Grautöne
Eure Rede sei vielmehr ›ja ja – nein nein‹; jeder weitere Zusatz ist vom Übel./
An diese Bitte von Jesus muss ich oft denken. Er sagt sie zu Menschen, die über das biblische Verbot des Meineides nachdenken. Wann gilt es, wo und bis wohin? Jesus fordert sie dazu auf, stets glaubhaft zu sein. Was sie sagen, soll geprüft sein - ohne Eid. Jesus erlebt die Folgen von Verleumdungen, übler Nachreden, Lügen über andere, Maßlosigkeit in Vergleichen: Misstrauen, Verunsicherung, Verschwörungserzählungen, Gewalt. Er selbst endet dadurch am Kreuz. Damals wie heute wirken diese Mechanismen.
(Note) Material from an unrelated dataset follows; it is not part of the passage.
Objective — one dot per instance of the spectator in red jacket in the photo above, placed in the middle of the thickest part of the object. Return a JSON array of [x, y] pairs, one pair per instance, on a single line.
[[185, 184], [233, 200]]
Darum gilt es mit gutem Grund als christliche Tugend, sich an die Bitte Jesu zu halten. Dein Ja, sei ein Ja, dein Nein ein Nein! Russland, USA, China zeigen, wohin es führt, wenn sich Repräsentanten des Volkes nicht an Jesu Bitte halten. Wir wissen, wie Propaganda im Land von Schiller, Goethe und Kant zu Gewalt und Untergang geführt hat. Wie kann es dann sein, dass so viele Menschen bewusst einer rechtsextremen Partei ihre Stimme geben, die systematisch Wahrheit verdreht und Hass säet? Vor dem Hintergrund der Bitte Jesu könnte so mancher Wahlkampfredner schamrot werden. Es lohnt sich für uns alle, immer wieder die Fakten zu überprüfen, in Bewertungen über Menschengruppen Vorsicht walten zu lassen und die Grautöne zwischen Schwarz und Weiß zu suchen.